Resources for learning more
- BootUp Scratch Tips
- Videos and tips on Scratch from our YouTube channel
- Videos and tips on facilitating coding classes from our YouTube channel
- Scratch Starter Cards
- Printable cards with some sample starter code designed for beginners
- ScratchEd
- A Scratch community designed specifically for educators interested in sharing resources and discussing Scratch in education
- Scratch Help
- This includes examples of basic projects and resources to get started
- Scratch Videos
- Introductory videos and tips designed by the makers of Scratch
- Scratch Wiki
- This wiki includes a variety of explanations and tutorials
Getting Started (6-15+ minutes)
Suggested sequence
1. Review and demonstration (2+ minutes):
Begin by asking coders to talk with a neighbor for 30 seconds about something they learned last time; assess for general understanding of the practices and concepts from the previous project.
Explain that today we are going to create a player controlled maze game. Display and demonstrate the sample project (or your own remixed version).
Resources, suggestions, and connections
Practices reinforced:
- Communicating about computing
Video: Project Preview (1:36)
Video: Lesson pacing (1:48)
This can include a full class demonstration or guided exploration in small groups or individually. For small group and individual explorations, you can use the videos and quick reference guides embedded within this lesson, and focus on facilitating 1-on-1 throughout the process.
Example review discussion questions:
- What’s something new you learned last time you coded?
- Is there a new block or word you learned?
- What’s something you want to know more about?
- What’s something you could add or change to your previous project?
- What’s something that was easy/difficult about your previous project?
2. Discuss (3+ minutes):
Have coders talk with each other about how they might create a project like the one demonstrated. If coders are unsure, and the discussion questions aren’t helping, you can model thought processes: “I noticed the sprite moved around, so I think they used a motion block. What motion block(s) might be in the code? What else did you notice?”

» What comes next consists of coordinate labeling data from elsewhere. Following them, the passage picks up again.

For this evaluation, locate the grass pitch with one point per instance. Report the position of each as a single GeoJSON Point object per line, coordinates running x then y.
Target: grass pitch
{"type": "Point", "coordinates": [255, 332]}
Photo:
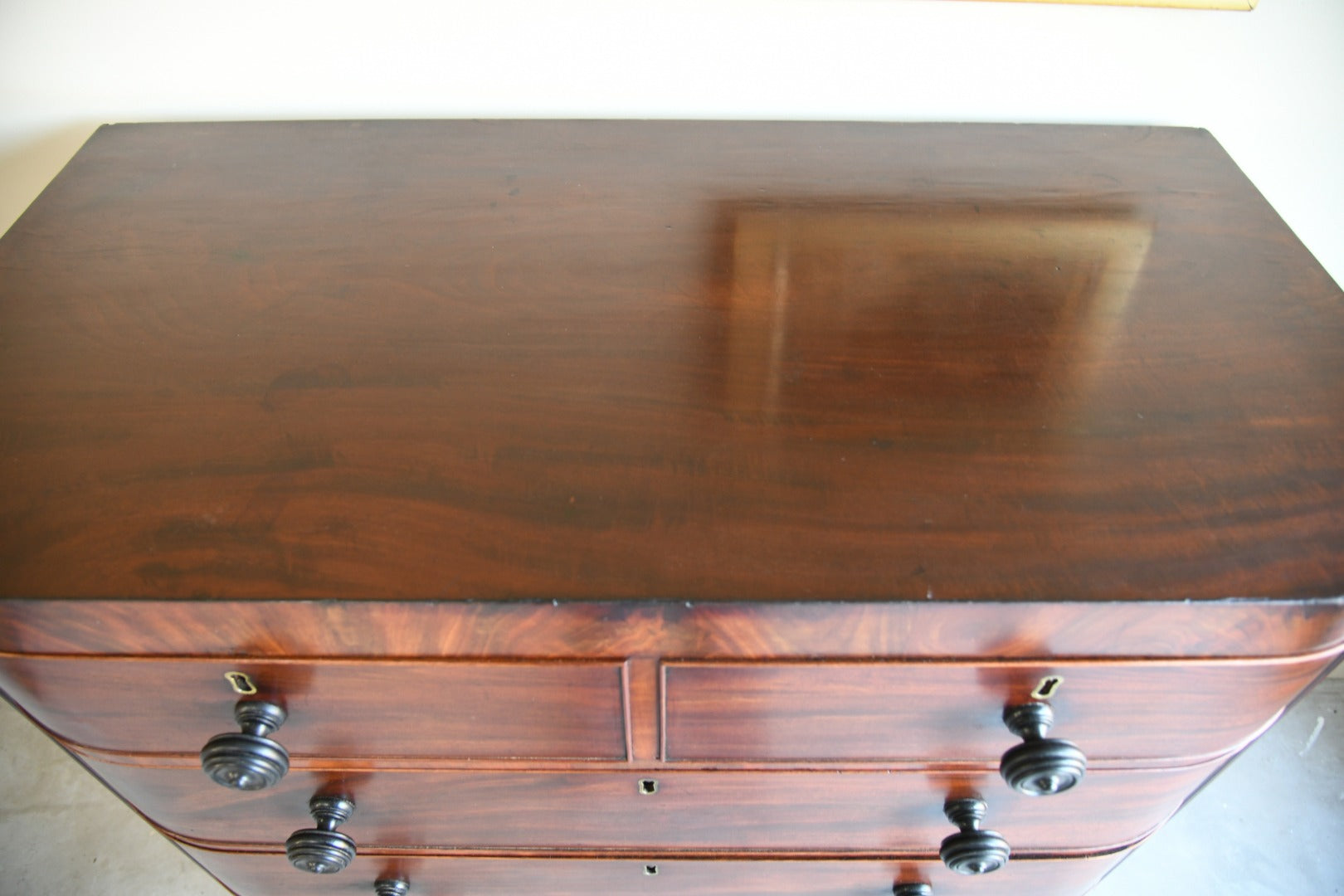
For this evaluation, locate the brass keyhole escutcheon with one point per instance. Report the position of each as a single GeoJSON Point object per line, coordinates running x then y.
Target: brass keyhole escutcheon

After the discussion, coders will begin working on their project as a class, in small groups, or at their own pace.
Practices reinforced:
- Communicating about computing
Note: Discussions might include full class or small groups, or individual responses to discussion prompts. These discussions which ask coders to predict how a project might work, or think through how to create a project, are important aspects of learning to code. Not only does this process help coders think logically and creatively, but it does so without giving away the answer.
Example discussion questions:
- What would we need to know to make something like this in Scratch?
- What kind of blocks might we use?
- What else could you add or change in a project like this?
- What code from our previous projects might we use in a project like this?
- What kind of sprites might we see in a maze?
- What kind of code might they have?
- How could we use a keyboard to control a character?
- How could we switch to a different level when we reach a goal?
- What could happen if we touch a wall?
3. Log in (1-10+ minutes):
If not yet comfortable with logging in, review how to log into Scratch and create a new project.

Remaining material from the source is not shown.